Ma la prima documentazione di Mercurio è avvenuta non molto tempo fa attraverso fotografie della superficie realizzate dall’astronomo greco-francese Eugène M. Antoniadi che all’inizio del ventesimo secolo ne delineò le mappe, individuando molti crateri causati da impatti, presumibilmente di asteroidi, e definendo anche numerose dimensioni: le voragini più piccole di Mercurio hanno diametro minore di 10 km, quelle più grandi superano i 200 km. e date le vastità dei diametri, prendono il nome di bacini. Al centro di molti crateri s’innalzano piccole formazioni montuose, spesso riempite da antiche colate laviche ancora evidenti. Nel giugno del 1962, alcuni ricercatori delle fredde steppe sovietiche, diretti da Vladimir Kotelnikov effettuarono importanti osservazioni radar, a cui seguirono altre indagini dall’America con il radiotelescopio di Arecibo che stabilì la durata della rotazione in 59 giorni circa.

Nel 2000, proprio grazie al dispositivo statunitense, è stato possibile risolvere per la prima volta dettagli superficiali sulla porzione denominata bacino Caloris dal diametro di circa 1.500 km, constatando che invece di essere una depressione naturale, la grande vallata individuata sia un cratere d’impatto aggredito da un frammento celeste lungo almeno 100 km. Che ci sia ghiaccio d’acqua è un’ipotesi sostenuta da numerosi scienziati. Al momento è ancora un po’ presto per avere una risposta definitiva. Intanto sappiamo con certezza che l’orbita di Mercurio risulta essere ellittica solo in prima approssimazione. Il pianeta si muove tra 46 e 69 milioni di km. ma con variazioni dovute alle perturbazioni da parte degli altri pianeti, viaggiando a 48 km/s e impiegando 58,6 giorni per compiere un giro su sé stesso: in questo modo la durata del giorno solare è di 176 giorni terrestri.

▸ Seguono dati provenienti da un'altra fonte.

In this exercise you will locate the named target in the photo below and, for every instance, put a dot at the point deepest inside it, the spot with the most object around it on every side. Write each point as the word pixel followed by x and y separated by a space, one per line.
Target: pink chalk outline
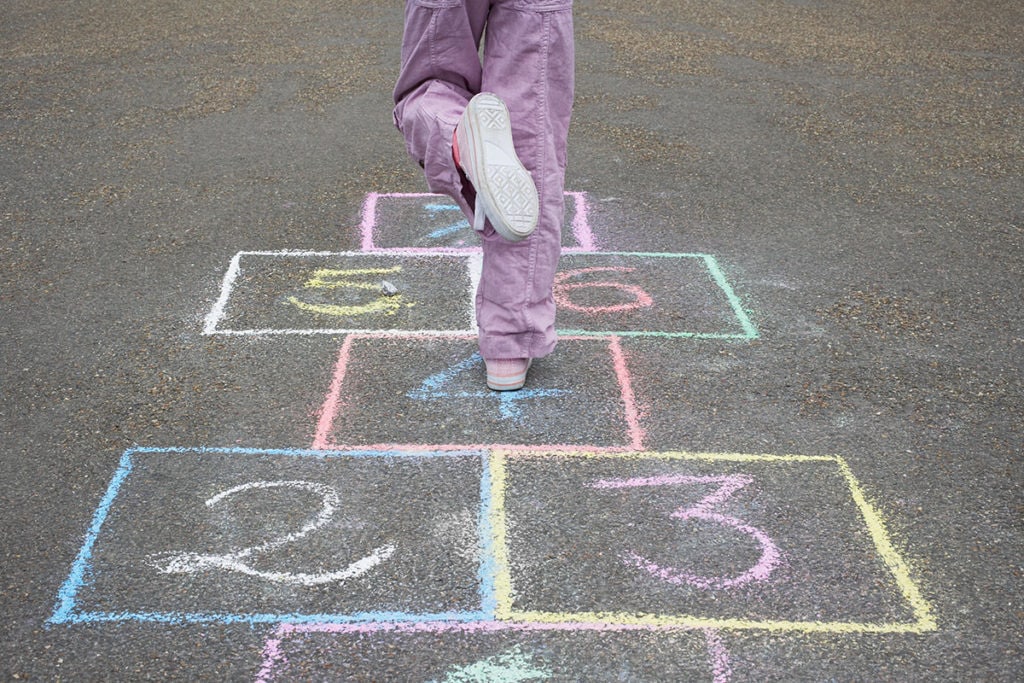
pixel 368 227
pixel 561 289
pixel 333 407
pixel 274 656
pixel 770 556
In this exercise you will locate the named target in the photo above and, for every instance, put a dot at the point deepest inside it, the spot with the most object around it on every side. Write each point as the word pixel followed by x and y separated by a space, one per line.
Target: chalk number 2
pixel 239 560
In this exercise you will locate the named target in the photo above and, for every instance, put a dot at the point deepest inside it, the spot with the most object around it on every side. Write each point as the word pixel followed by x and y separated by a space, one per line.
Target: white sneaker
pixel 505 189
pixel 507 374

La macchietta nera che si osserverà oggi e che si illuderà di coprire la luce del grande Sole per quasi un’intera giornata è un corpo celeste che ha molte somiglianze con la Luna, ma la sua struttura interna sembra più vicina a quella della Terra anche se le regioni interne non sono compresse come le nostre e pertanto si suppone che il suo nucleo debba essere relativamente grande e ricco di ferro fuso elettricamente conduttore circondato da un mantello dello spessore di 500–700 km. composto da silicati. Uno studio pubblicato nel 2007 ha rilevato una presenza debole del campo magnetico, ma sufficiente da deflettere il vento solare e ridurre l’erosione a cui è soggetta la superficie in presenza di questi fenomeni.